In this regard, the PTO requires that a paper copy of the Sequence Listing be submitted along with the computer readable diskette. See 37 CFR §1.821(f) & §1.821(c), respectively. The paper copy, however, must be formatted with several word-processing codes, which the computer readable diskette must not have. Therefore, not only are the PTO rules pertaining to the content of the Sequence Listing very specific, but those rules concerning the format are very strict and must be followed precisely (Sequence Listings have been rejected for having incorrect punctuation, erroneous spacing and miscounted sequences, to name a few).

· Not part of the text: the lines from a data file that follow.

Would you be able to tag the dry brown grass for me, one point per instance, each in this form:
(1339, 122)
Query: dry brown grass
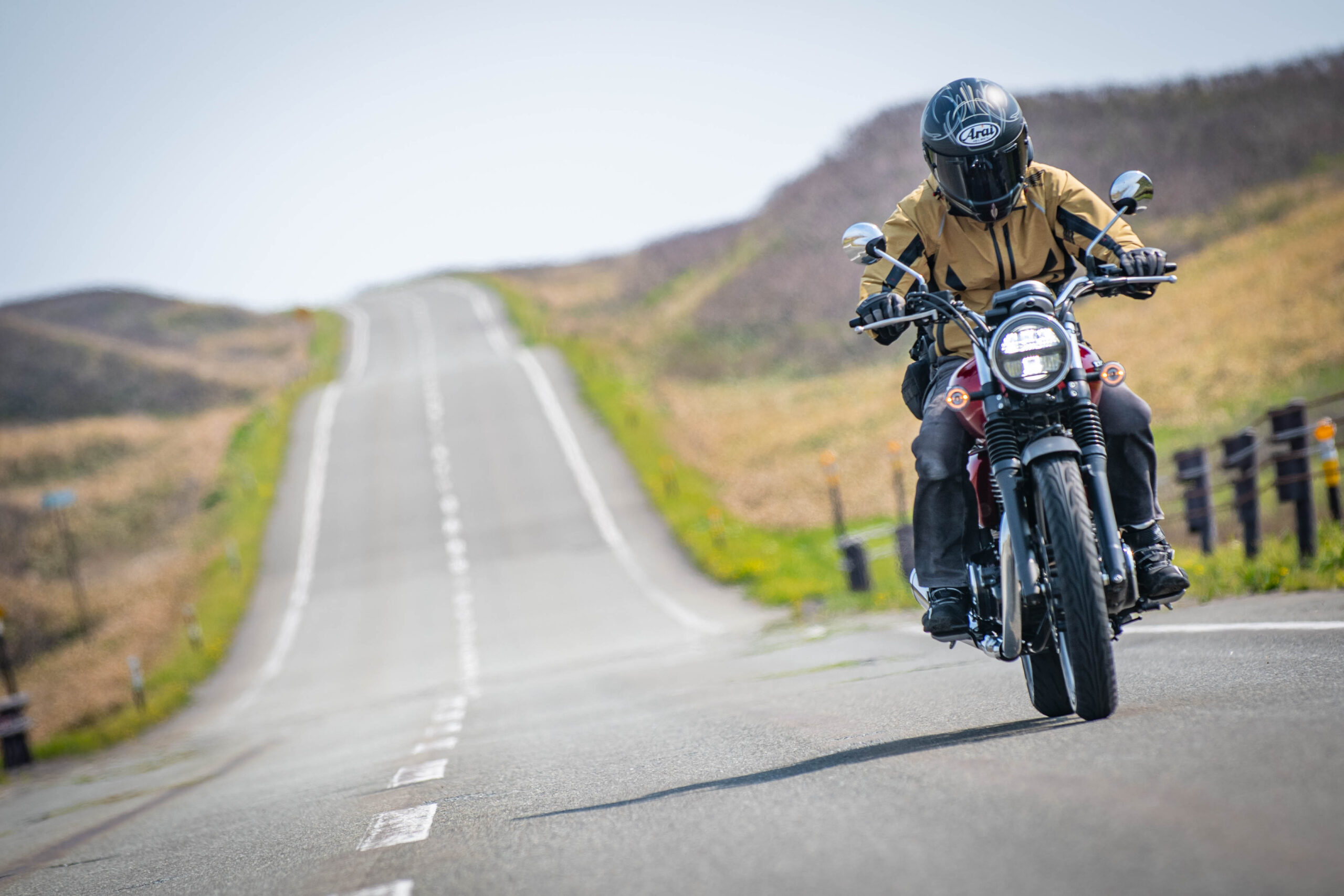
(133, 522)
(1253, 316)
(140, 483)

The sequence rules also require certain amendments to the specification and claims. Each sequence is given an ID number in the Sequence Listing and must be cited (e.g., "SEQ ID NO:1") at each place in the specification, claims or abstract where that sequence is shown or discussed. The specification must also be amended to insert the printed Sequence Listing into the application immediately preceding the claims, repaginating the claims and abstract (assuming that the Sequence Listing was not filed with the application). See 37 CFR §1.821(c) & §1.823(a), respectively.

The time for submitting a Sequence Listing is not always clear. A common misconception is that the application will be denied a filing date if it does not contain a Sequence Listing. Actually, if an application is filed without a Sequence Listing, the Applications Branch will issue a "Notice to Comply with Requirements for Patent Applications Containing... Sequence Disclosures," roughly within a month from filing. The period for responding with a proper Sequence Listing is one month from the mail date of the notice. See 37 CFR §1.821(g). This deadline may be extended, however, for up to four months by filing Extensions-Of-Time and paying the appropriate government fee. Occasionally, an application with sequence disclosure will slip past the Applications Branch, and the examiners will be responsible for requesting the Sequence Listing.

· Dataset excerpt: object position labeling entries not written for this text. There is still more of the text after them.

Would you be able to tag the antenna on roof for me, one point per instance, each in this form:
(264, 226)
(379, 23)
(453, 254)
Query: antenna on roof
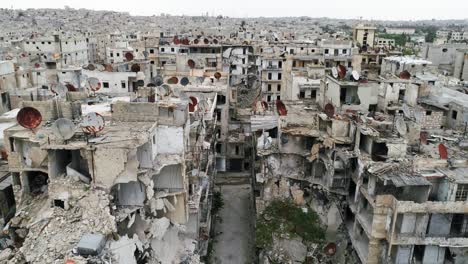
(355, 75)
(334, 72)
(92, 123)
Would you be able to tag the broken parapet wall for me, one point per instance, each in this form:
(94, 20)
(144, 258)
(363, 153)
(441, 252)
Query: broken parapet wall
(173, 114)
(53, 109)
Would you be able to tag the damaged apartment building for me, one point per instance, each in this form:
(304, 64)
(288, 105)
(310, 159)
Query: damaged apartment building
(113, 187)
(115, 128)
(380, 160)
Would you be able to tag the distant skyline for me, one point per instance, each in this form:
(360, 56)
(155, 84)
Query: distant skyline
(351, 9)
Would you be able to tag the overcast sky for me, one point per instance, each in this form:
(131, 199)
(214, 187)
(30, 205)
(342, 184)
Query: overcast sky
(368, 9)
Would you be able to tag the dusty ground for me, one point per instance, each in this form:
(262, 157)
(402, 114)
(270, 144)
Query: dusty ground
(234, 241)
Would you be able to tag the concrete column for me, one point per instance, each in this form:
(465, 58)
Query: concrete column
(434, 255)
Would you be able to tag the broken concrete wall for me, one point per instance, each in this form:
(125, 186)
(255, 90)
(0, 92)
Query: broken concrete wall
(174, 114)
(111, 166)
(170, 140)
(51, 110)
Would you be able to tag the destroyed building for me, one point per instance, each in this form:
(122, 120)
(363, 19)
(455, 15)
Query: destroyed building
(118, 131)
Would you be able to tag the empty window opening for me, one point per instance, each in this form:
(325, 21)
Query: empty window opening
(38, 182)
(379, 151)
(313, 94)
(462, 192)
(59, 203)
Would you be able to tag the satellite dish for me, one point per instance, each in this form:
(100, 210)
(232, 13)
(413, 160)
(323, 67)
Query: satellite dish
(281, 108)
(284, 138)
(70, 87)
(184, 81)
(29, 117)
(443, 151)
(84, 80)
(192, 104)
(423, 137)
(140, 83)
(63, 128)
(334, 72)
(355, 75)
(203, 106)
(400, 126)
(107, 67)
(418, 115)
(158, 80)
(406, 111)
(329, 110)
(341, 71)
(94, 84)
(173, 80)
(129, 56)
(405, 75)
(135, 68)
(191, 63)
(60, 90)
(92, 123)
(164, 90)
(265, 105)
(200, 80)
(140, 76)
(330, 249)
(178, 92)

A few common errors associated with the preparation of the Sequence Listing are:

• Failing to present nucleotide sequences as single stranded, 5' to 3', left to right sequences. See 37 CFR §1.822(j). By convention, complementary DNA is written 3' to 5', left to right, and scientists not familiar with the sequence rules will often disclose the sequence as such in an invention disclosure. These sequences, therefore, must be "reversed" to be properly incorporated in the Sequence Listing.
• Failing to submit the computer readable diskette in ASCII text. See 37 CFR §1.824(b). Preparing the Sequence Listing initially with a word-processor, and attempting to save it to diskette in ASCII text, almost always leads to the inclusion of word-processing "codes" which corrupt the integrity of the computer readable diskette. The diskette will not pass the initial PTO checking software, and the Sequence Listing will be rejected. Since the computer readable diskette must be submitted in ASCII text, it is best to prepare the Sequence Listing in ASCII text, save it to a diskette, and subsequently prepare a paper copy which contains the necessary word-processing codes.
• Failing to present amino acid sequences correctly. The amino acid sequence encoded by a nucleic acid must be typed directly below the corresponding nucleotide, as well as appear as a separate sequence. See 37 CFR §1.822(d) & §1.821(c), respectively. Very often, where an application discloses a cDNA molecule encoding a protein, the Sequence Listing will fail to meet both of the previously mentioned criteria with regard to Amino Acid sequences.

Finally, the PTO recently announced that it would hold public hearings regarding nucleic acid sequences. These hearings were to be held in San Diego, California on November 29, 1995, and Washington, D.C. on December 7, 1995. See 60 Federal Register 57223, November 14, 1995. Both meetings, however, were postponed. The main issues center around the PTO's cost associated with searching very large sequences, and whether the patenting of complete organism genomes or human genome fragments will inhibit rather than promote the advancement of biotechnology. It remains to be seen whether the PTO's attempt to curb searching costs will affect Sequence Listing practice.